I know that I am late to the party with this, but over the past two weeks I have been slowly reading my way through The Four Agreements by Don Miguel Ruiz. Though I have been focusing my efforts on applying the lessons that I have learned from my shadow work in my every day life this week, I felt the need to jot down some thoughts here on my blog pertaining to the second agreement mentioned in Ruiz’s book.
The second agreement in this book is, don’t take anything personally. I felt that this rule/agreement was especially applicable to my shadow aspects surrounding The Devil card. This agreement states that we should take nothing that anyone says or does towards us personally because in reality, it has nothing at all to do with us and everything to do with them. The things that people say and do come from their own understanding/rules/agreements that they have made with the world. Each person’s actions stem from their own indoctrination into the world. When someone says something hateful to us or calls us a bad name, it is only because that is what that person has been taught to say and believe, not because you actually are the thing that they called you.
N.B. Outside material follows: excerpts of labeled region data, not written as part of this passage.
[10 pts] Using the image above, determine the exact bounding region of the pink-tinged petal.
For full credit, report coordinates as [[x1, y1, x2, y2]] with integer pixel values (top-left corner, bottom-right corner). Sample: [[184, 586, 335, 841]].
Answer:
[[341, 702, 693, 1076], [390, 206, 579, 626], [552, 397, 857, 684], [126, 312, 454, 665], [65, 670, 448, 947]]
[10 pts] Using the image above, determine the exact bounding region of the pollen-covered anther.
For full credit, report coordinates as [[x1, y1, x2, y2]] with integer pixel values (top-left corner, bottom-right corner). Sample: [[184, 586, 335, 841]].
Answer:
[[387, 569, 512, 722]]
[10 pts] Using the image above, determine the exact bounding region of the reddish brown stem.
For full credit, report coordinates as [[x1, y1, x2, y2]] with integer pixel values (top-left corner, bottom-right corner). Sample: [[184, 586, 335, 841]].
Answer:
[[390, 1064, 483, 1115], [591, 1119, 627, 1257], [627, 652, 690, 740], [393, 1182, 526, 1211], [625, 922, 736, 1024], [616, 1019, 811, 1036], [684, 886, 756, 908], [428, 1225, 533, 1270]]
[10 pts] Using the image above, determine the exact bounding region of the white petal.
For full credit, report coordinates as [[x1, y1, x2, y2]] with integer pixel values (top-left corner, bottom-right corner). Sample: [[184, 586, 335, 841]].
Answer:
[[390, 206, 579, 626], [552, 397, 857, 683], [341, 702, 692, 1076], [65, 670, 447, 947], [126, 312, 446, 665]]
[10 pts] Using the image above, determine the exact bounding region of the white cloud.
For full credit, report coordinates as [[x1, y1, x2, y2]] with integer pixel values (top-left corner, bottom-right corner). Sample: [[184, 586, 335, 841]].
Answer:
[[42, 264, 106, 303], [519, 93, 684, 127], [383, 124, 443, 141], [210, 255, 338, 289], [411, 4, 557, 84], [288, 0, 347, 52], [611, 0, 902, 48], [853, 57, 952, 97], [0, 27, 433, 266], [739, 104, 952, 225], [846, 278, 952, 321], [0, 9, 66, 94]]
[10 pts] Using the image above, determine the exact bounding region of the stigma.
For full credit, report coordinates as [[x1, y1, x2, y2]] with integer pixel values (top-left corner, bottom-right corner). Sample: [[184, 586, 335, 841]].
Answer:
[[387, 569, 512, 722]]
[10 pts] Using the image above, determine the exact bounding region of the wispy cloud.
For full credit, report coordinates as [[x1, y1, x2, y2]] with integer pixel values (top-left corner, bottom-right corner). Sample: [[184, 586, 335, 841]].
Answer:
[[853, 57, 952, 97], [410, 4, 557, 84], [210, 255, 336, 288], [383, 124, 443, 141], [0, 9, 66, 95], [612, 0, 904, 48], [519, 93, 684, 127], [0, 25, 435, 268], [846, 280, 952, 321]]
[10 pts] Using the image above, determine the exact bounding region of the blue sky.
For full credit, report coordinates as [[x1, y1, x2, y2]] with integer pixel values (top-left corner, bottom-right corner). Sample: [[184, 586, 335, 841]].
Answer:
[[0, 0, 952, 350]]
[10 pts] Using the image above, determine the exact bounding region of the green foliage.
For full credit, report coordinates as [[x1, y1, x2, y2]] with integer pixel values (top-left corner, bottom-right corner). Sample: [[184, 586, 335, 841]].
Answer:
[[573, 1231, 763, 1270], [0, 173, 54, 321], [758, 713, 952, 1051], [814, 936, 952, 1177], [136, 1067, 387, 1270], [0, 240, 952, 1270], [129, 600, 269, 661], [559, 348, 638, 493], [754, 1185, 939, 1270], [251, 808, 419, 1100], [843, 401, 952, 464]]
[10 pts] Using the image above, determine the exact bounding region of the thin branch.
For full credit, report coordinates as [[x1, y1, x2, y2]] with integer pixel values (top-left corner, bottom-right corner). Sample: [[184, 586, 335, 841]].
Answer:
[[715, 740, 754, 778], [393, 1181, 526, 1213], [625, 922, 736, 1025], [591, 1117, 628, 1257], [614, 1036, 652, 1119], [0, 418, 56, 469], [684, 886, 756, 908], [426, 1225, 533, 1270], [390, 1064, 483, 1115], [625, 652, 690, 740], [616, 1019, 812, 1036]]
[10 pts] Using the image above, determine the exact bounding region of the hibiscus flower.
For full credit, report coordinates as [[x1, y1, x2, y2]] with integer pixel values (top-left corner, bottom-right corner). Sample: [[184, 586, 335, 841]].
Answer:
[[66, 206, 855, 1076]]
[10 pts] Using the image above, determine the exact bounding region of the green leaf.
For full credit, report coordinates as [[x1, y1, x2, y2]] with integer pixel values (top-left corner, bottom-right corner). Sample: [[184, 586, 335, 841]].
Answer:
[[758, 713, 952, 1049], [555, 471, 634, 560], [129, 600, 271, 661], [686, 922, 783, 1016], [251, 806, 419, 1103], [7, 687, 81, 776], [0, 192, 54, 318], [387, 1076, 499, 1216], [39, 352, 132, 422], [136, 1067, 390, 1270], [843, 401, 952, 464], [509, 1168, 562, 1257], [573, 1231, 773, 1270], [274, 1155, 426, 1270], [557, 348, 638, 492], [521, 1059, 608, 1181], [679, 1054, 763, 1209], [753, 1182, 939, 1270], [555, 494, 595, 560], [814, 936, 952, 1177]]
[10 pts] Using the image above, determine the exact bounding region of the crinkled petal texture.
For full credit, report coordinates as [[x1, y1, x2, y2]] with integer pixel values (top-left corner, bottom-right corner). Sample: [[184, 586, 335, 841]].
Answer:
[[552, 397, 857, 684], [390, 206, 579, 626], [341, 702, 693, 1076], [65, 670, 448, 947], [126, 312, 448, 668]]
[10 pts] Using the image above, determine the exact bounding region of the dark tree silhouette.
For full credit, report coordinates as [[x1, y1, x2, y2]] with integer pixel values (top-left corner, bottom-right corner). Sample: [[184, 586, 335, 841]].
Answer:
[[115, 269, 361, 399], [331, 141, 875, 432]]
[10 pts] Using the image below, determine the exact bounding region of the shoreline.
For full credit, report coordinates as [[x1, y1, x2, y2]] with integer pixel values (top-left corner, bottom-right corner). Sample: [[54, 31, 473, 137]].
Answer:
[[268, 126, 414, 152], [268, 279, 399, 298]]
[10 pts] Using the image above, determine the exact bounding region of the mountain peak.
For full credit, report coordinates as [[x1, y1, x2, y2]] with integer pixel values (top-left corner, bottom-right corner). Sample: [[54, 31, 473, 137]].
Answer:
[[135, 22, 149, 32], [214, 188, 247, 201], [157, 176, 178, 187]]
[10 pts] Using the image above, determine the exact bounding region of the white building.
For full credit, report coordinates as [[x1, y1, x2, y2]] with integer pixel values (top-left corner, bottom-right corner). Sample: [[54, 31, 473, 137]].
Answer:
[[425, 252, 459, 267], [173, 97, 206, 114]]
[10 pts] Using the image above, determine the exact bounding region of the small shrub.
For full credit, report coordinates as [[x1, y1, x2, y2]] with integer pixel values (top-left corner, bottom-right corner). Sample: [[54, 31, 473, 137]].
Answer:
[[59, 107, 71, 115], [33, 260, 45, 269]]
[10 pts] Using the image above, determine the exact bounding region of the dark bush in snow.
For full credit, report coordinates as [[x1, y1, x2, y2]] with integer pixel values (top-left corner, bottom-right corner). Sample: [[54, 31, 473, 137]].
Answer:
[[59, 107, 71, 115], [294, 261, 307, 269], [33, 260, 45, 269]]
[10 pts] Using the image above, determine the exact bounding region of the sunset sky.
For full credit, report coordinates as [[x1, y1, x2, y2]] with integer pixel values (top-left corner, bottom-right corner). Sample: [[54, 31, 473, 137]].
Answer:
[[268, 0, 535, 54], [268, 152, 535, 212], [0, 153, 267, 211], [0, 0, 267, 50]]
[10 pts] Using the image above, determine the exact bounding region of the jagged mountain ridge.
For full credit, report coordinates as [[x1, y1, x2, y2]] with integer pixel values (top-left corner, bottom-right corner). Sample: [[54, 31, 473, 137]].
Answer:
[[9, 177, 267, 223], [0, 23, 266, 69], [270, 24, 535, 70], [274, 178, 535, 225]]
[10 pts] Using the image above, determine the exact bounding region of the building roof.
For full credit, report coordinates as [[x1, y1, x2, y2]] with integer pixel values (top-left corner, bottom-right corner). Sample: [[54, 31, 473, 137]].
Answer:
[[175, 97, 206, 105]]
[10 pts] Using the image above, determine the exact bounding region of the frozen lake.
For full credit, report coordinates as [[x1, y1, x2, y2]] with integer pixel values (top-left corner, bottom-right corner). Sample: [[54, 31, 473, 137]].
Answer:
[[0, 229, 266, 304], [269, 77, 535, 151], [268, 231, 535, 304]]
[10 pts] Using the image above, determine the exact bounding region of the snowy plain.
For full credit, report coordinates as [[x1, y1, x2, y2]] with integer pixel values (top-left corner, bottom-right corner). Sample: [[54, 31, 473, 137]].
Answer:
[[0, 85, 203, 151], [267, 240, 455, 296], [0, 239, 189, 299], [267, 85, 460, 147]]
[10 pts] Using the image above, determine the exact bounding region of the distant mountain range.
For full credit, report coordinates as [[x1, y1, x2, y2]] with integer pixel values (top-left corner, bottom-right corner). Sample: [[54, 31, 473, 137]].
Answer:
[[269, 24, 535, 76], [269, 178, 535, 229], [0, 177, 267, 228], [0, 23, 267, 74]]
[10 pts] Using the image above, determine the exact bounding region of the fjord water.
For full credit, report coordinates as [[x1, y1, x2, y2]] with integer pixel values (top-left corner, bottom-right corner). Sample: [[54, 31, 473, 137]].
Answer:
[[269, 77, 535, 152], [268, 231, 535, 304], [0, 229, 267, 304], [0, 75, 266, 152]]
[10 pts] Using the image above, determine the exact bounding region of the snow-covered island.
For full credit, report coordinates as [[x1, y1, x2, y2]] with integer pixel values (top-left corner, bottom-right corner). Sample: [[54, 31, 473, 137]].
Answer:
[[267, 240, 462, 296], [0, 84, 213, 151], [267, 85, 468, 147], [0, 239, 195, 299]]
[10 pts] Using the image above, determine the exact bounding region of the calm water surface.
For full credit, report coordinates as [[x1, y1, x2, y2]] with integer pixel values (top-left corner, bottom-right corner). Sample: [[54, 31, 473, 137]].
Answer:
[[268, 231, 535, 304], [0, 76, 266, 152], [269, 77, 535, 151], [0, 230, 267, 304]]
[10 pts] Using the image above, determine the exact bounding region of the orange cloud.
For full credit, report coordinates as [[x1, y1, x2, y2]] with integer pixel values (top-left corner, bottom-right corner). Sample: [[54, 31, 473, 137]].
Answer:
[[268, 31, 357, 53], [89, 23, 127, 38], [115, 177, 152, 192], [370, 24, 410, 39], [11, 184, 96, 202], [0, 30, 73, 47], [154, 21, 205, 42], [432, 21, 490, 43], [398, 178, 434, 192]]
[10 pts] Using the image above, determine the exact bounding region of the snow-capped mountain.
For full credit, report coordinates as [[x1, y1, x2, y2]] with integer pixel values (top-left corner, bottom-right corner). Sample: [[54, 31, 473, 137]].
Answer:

Consequently, we shouldn’t let what anyone says and does to us effect our opinion of ourselves OR our reaction to them. We must not lash back out at them in anger, but should instead respond with understanding and love.
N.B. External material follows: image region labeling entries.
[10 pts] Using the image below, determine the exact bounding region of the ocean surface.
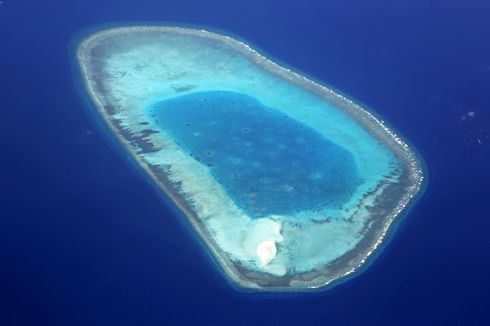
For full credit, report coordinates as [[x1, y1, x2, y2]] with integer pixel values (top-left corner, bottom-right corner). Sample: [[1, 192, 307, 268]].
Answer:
[[151, 91, 361, 218], [0, 0, 490, 326]]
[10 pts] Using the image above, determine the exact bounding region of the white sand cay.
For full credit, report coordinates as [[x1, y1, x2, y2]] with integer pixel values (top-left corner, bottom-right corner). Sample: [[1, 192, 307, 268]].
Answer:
[[76, 26, 424, 291]]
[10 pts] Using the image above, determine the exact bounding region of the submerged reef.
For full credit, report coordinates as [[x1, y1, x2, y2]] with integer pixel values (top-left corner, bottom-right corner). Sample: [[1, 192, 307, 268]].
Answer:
[[76, 26, 424, 291]]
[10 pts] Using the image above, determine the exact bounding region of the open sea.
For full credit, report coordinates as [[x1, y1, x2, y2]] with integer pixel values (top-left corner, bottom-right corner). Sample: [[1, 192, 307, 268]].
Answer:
[[0, 0, 490, 326]]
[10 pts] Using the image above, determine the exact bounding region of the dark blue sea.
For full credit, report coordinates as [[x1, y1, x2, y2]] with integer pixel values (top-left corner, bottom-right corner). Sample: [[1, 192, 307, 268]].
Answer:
[[0, 0, 490, 326]]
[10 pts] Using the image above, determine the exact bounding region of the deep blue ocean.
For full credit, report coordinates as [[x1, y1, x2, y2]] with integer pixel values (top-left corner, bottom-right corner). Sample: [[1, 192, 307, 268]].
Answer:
[[0, 0, 490, 326]]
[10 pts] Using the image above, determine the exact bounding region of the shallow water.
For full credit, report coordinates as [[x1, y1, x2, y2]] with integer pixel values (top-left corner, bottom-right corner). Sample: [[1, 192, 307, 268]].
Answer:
[[153, 91, 360, 217]]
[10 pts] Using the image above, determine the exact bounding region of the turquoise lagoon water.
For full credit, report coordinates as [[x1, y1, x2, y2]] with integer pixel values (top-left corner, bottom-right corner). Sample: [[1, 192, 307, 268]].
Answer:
[[77, 26, 423, 291], [152, 91, 360, 217]]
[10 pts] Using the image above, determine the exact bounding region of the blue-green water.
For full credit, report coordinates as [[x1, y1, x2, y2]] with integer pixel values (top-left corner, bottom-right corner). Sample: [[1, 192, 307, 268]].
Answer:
[[152, 91, 360, 217]]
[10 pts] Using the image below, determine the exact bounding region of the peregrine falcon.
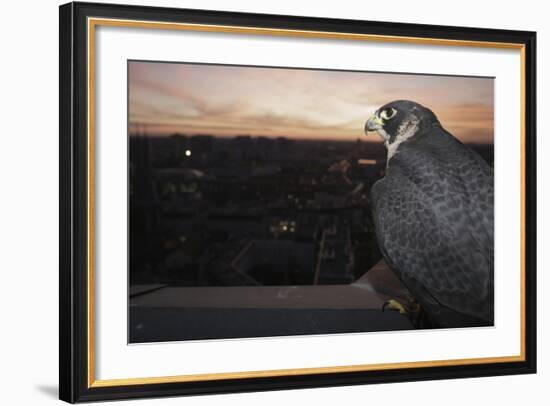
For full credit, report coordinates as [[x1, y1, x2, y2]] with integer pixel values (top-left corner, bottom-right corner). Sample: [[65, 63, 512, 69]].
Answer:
[[365, 100, 494, 327]]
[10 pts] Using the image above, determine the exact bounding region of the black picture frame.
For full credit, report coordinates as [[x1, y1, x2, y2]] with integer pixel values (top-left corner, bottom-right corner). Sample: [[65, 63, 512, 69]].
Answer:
[[59, 3, 536, 403]]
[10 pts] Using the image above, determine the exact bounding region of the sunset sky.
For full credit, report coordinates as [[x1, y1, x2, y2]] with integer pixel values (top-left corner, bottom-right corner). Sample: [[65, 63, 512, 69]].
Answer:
[[128, 61, 494, 143]]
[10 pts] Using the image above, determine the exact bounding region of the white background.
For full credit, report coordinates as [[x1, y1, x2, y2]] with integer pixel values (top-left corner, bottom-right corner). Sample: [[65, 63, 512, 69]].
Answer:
[[95, 23, 520, 380], [0, 0, 550, 405]]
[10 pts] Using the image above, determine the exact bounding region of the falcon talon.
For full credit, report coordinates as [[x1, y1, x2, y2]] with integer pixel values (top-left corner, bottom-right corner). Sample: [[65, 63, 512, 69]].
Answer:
[[382, 299, 409, 316], [365, 100, 494, 327]]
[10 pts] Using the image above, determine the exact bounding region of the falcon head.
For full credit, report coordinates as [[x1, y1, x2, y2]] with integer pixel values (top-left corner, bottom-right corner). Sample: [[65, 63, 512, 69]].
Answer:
[[365, 100, 440, 147]]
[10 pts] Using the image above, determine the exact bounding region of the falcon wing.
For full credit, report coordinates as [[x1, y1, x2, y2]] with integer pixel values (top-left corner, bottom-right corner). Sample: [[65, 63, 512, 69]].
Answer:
[[371, 162, 493, 324]]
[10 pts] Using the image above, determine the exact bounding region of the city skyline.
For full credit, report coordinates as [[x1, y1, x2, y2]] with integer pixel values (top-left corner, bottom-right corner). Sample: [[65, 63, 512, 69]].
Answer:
[[128, 61, 494, 144]]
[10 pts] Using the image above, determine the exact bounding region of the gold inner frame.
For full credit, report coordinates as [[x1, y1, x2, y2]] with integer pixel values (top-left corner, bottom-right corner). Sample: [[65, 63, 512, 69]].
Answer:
[[87, 18, 526, 388]]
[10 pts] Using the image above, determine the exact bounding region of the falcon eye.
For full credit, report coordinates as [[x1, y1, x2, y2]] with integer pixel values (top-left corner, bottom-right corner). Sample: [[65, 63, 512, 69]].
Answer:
[[380, 107, 397, 120]]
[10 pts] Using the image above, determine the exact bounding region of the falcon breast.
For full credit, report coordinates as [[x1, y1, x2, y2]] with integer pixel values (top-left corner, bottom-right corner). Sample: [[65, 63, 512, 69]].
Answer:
[[365, 100, 494, 327]]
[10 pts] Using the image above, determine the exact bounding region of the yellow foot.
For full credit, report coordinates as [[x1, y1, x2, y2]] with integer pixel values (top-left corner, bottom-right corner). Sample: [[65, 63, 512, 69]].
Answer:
[[382, 299, 409, 316]]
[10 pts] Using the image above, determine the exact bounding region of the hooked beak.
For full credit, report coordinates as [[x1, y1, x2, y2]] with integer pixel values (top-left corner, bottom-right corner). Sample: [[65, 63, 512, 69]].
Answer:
[[365, 114, 384, 135]]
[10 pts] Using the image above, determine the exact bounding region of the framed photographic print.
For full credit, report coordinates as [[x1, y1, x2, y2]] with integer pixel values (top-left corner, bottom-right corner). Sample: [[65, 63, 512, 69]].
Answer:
[[60, 3, 536, 403]]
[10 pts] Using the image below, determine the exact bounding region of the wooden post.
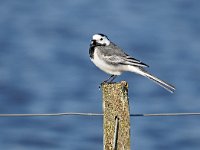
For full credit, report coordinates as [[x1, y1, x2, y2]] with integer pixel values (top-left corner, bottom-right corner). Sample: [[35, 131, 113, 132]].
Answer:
[[102, 81, 130, 150]]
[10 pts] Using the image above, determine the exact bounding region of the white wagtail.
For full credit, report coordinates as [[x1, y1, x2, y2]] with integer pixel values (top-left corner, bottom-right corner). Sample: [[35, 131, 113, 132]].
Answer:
[[89, 34, 175, 93]]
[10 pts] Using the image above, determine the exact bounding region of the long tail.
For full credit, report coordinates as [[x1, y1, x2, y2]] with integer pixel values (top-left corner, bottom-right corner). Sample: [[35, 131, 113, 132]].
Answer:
[[129, 66, 175, 93], [144, 72, 175, 93]]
As I was reading this, I kept thinking of my shadow aspects surrounding my need for validation, approval, and my fear of rejection. I have held myself back from doing so much simply because I have been afraid that people would judge me and the thing I was doing in a negative way. However, if I am able to train myself not to take those reactions to heart because they are based on the person’s indoctrination into the world rather than truth, maybe I can overcome my fear of rejection. Maybe if I can teach myself that it isn’t really ME that is being rejected, but rather all of the things about me and what I do that the person has been TAUGHT to shun for some reason or another, I can start to rebuild my courage and confidence to be myself unapologetically. Their rejection of me has nothing to do with me. It comes from a place of conditioning and pain within themselves.
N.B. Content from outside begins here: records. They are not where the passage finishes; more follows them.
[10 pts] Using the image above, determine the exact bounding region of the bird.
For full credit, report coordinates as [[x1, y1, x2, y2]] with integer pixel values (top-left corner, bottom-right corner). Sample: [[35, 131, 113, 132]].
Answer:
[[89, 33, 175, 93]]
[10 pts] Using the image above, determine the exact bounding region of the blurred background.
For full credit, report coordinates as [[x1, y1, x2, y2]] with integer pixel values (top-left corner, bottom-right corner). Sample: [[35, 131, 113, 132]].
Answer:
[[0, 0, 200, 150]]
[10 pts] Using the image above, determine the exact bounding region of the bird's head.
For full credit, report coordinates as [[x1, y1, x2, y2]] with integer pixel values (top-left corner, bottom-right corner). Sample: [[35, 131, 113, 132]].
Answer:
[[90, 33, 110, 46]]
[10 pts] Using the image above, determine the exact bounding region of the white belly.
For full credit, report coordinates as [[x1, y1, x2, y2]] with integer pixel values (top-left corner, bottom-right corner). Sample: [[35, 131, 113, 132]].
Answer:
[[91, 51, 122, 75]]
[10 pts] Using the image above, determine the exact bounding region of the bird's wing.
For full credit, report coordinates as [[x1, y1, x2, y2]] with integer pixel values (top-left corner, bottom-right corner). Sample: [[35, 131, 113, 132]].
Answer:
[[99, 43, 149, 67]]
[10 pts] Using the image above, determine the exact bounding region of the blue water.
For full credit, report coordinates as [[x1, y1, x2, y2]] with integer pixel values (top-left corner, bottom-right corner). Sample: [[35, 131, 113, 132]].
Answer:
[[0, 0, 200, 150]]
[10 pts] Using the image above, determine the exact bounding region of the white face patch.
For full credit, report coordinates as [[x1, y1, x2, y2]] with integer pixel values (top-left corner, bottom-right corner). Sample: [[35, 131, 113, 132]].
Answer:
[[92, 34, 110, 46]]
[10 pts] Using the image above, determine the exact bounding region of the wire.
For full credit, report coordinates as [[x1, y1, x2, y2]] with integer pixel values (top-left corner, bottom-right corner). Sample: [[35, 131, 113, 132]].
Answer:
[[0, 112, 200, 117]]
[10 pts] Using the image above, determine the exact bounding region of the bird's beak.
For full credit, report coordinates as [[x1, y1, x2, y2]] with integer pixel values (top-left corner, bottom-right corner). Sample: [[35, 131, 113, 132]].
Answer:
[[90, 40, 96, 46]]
Contrastingly, I should not allow my ego to be boosted up by someone’s approval, praise, or validation. Just as people reject and condemn things that they have been taught are “bad”, they also praise and validate the things that they have been taught are “good.” Neither of these reactions are based on indisputable truth. They are only based on how the individual in question has been conditioned to view the world.
My goal should be to become so grounded and at peace with who I am, that no negative OR positive judgment will sway me. I should take the time to get to know myself, the dark and the light, so I will no longer let other people tell me who I am based on THEIR conditioning. Not only will this allow me to shed my fear of rejection and my need for approval and validation, it will allow me to better understand fellow human beings who still act out from a place of conditioning and pain within themselves. It will bring me to a place where I can respond to those people with love instead of polluting the world and my own heart with more hate.